Those who knew Debra Friedman professionally knew a fierce, no-nonsense chancellor who had an unfaltering vision for the direction of the University of Washington Tacoma.
Those who knew her personally say that drive was eclipsed by compassion, a motherly instinct and a desire to see others succeed.
Both sides of Friedman were shared Saturday as hundreds of friends, family, students and professional acquaintances joined to remember a woman who in her short time at the school left a lasting legacy.
“As the chapters are written about this university, her’s will be the first,” said UW President Michael Young.
Friedman, 58, died Jan. 26 after a short battle with lung cancer.
Her death took many by surprise. A private woman, Friedman didn’t share she was sick. She even wrestled with telling her daughter after her September diagnosis. She preferred everyone focus on the school, not her illness, daughter Eliana Hechter said.
“There is no better way to honor her legacy than to continue it,” Hechter told the almost capacity crowd at William W. Philip Hall on the university campus.
“My mother’s love survives in me, and I know her love survives in the University of Washington Tacoma,” she said. “Let her love reside in you.”
Saturday’s ceremony and reception were cathartic for attendees. They shared stories of the feisty chancellor they said could be intimidating at first, but who had a soft side.
Col. Charles Hodges Jr., base commander at Joint Base Lewis-McChord, teased he was happy to learn he wasn’t the only one Friedman intimidated. The two talked monthly about ways to connect veterans, soldiers and their families with the university. That included providing guidance counselors for those leaving the military and offering courses and programs to meet their needs.
Friedman’s ability to understand the military lifestyle and how the base fit in with the larger community was rare a find, Hodges said.
“She really was an inspiration to me personally,” he said.
Friedman earned her graduate degrees from UW, a master’s and doctorate in sociology, and received an excellence in teaching award. She was an associate dean and associate provost at the Seattle campus and served as vice president at Arizona State University’s downtown Phoenix campus.

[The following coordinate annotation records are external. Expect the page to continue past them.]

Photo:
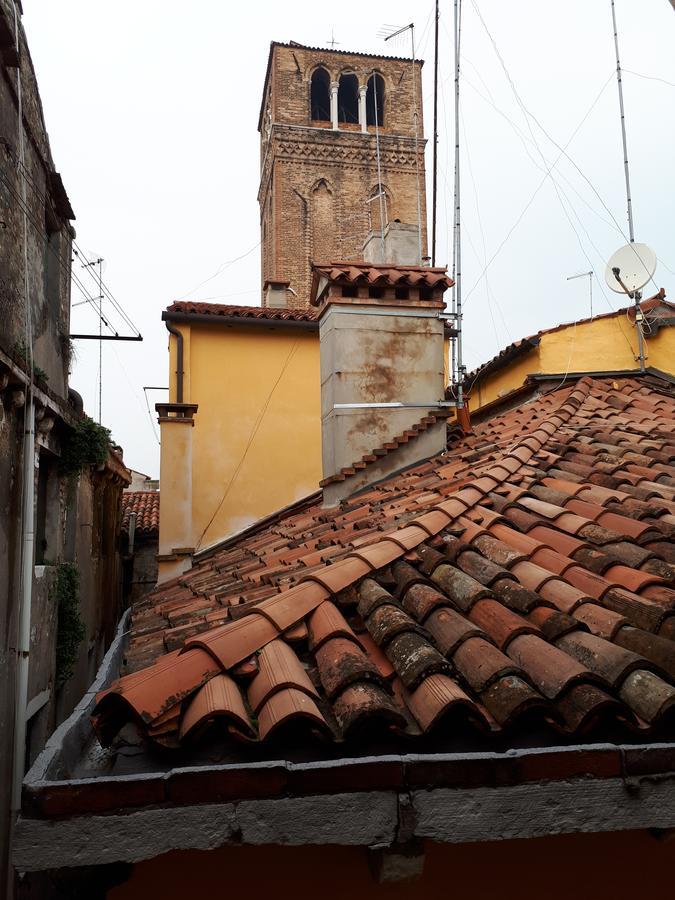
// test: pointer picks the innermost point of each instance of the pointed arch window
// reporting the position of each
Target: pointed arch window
(348, 99)
(375, 100)
(320, 95)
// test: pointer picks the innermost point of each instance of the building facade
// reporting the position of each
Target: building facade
(75, 593)
(342, 151)
(604, 343)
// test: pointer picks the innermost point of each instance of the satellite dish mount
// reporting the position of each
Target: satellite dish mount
(628, 271)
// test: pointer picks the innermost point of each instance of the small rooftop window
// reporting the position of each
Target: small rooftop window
(375, 100)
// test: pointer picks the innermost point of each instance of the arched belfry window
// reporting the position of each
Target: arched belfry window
(375, 101)
(320, 95)
(348, 99)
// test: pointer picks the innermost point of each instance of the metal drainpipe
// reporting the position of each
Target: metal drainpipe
(132, 532)
(179, 360)
(23, 637)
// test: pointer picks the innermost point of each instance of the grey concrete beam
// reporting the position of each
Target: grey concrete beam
(370, 819)
(362, 819)
(544, 808)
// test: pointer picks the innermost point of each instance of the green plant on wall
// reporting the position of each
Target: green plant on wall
(87, 444)
(70, 631)
(21, 351)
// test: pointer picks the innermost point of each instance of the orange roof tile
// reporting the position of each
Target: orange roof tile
(520, 574)
(145, 504)
(223, 310)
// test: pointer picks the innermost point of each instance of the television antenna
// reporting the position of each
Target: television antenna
(588, 275)
(627, 272)
(389, 33)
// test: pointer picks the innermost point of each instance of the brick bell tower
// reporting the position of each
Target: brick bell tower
(324, 188)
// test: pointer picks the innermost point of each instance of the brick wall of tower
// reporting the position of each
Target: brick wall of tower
(315, 181)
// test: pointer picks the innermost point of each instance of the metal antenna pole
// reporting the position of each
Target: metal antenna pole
(590, 290)
(100, 335)
(590, 284)
(631, 233)
(457, 296)
(380, 189)
(417, 154)
(395, 34)
(435, 157)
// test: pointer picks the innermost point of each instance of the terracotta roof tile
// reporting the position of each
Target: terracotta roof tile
(273, 314)
(145, 504)
(526, 574)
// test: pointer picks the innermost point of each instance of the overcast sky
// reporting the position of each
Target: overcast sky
(152, 108)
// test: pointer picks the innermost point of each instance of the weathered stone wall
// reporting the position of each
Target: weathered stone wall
(316, 181)
(48, 230)
(67, 510)
(142, 568)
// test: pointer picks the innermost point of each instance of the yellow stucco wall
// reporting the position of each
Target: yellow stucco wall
(256, 442)
(600, 345)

She returned to UW and came to the Tacoma campus in 2011.
Friend Gail Weyerhaeuser spoke of a woman not everyone got to see.
Friedman would do anything for her daughter and was proud of her child’s academic accomplishments. Hechter graduated from the University of Washington in Seattle. Hechter graduated in 2006 as a Rhodes Scholar and went on to graduate from Oxford University.

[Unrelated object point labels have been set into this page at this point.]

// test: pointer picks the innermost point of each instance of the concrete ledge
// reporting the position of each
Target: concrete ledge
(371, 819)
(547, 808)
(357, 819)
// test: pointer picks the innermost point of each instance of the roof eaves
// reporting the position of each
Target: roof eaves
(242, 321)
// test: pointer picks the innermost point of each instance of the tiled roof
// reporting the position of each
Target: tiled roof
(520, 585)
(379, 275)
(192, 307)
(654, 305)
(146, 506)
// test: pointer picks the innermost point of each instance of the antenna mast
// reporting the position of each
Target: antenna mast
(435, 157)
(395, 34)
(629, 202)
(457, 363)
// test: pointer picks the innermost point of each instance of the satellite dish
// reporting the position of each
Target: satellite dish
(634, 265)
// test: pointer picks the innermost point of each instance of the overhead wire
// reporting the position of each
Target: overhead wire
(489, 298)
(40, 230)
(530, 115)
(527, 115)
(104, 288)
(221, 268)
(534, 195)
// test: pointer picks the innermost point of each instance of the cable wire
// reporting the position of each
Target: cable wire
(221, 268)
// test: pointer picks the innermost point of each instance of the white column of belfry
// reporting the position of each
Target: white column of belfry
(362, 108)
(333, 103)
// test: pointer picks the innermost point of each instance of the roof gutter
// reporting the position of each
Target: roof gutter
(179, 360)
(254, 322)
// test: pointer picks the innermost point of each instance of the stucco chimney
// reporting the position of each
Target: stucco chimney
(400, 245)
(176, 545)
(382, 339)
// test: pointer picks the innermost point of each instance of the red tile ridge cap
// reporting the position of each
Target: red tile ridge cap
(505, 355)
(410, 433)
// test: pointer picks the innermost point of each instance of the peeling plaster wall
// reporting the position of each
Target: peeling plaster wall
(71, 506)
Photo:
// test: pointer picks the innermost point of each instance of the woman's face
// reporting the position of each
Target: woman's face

Friedman also was passionate about seeing mothers succeed academically and professionally, Weyerhaeuser said.
“She understood the challenge of trying to do it all,” she said.
Pierce County Executive Pat McCarthy, a member of the second graduating class from UW Tacoma, said Friedman knew that for the university to succeed it needed to connect with the community.

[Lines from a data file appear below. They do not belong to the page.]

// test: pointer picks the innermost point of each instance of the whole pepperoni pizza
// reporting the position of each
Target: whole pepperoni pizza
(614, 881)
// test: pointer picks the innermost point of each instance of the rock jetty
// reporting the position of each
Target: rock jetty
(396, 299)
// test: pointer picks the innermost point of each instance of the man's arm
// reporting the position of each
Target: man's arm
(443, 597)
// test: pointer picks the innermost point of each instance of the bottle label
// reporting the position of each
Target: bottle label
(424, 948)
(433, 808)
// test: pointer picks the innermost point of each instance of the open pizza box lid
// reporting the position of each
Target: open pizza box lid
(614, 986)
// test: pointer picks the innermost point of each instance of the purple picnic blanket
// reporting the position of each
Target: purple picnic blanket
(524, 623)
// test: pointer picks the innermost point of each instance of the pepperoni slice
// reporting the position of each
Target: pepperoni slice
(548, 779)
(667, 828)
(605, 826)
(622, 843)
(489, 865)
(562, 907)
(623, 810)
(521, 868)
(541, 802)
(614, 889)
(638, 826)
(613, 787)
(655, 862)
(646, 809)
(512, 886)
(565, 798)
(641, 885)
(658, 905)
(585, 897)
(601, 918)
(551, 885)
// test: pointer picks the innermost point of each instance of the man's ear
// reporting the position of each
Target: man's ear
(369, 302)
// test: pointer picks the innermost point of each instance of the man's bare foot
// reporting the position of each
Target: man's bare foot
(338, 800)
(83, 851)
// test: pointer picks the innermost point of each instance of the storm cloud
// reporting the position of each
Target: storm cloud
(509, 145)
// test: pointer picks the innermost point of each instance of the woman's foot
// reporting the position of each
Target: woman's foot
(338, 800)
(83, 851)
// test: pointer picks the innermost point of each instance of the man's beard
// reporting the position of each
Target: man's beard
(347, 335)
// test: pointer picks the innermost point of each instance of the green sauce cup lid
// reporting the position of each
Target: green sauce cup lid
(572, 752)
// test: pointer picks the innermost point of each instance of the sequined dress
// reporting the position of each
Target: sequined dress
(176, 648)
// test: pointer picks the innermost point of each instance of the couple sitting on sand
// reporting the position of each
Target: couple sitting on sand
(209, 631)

“She knew what this campus should and could be,” McCarthy said. “This university has lifted the community as a whole – the city of Tacoma, but also really Pierce County.”
Although at the school just shy of three years, the programs Friedman put in place and the growth she spurred will be pivotal for the school’s continued success and expansion, said good friend and UW Provost Ana Mari Cauce.
“Her life was too short. Her time here at University of Washington Tacoma was too short,” Cauce said. “But then again, a year of Debra was like a decade with anybody else.”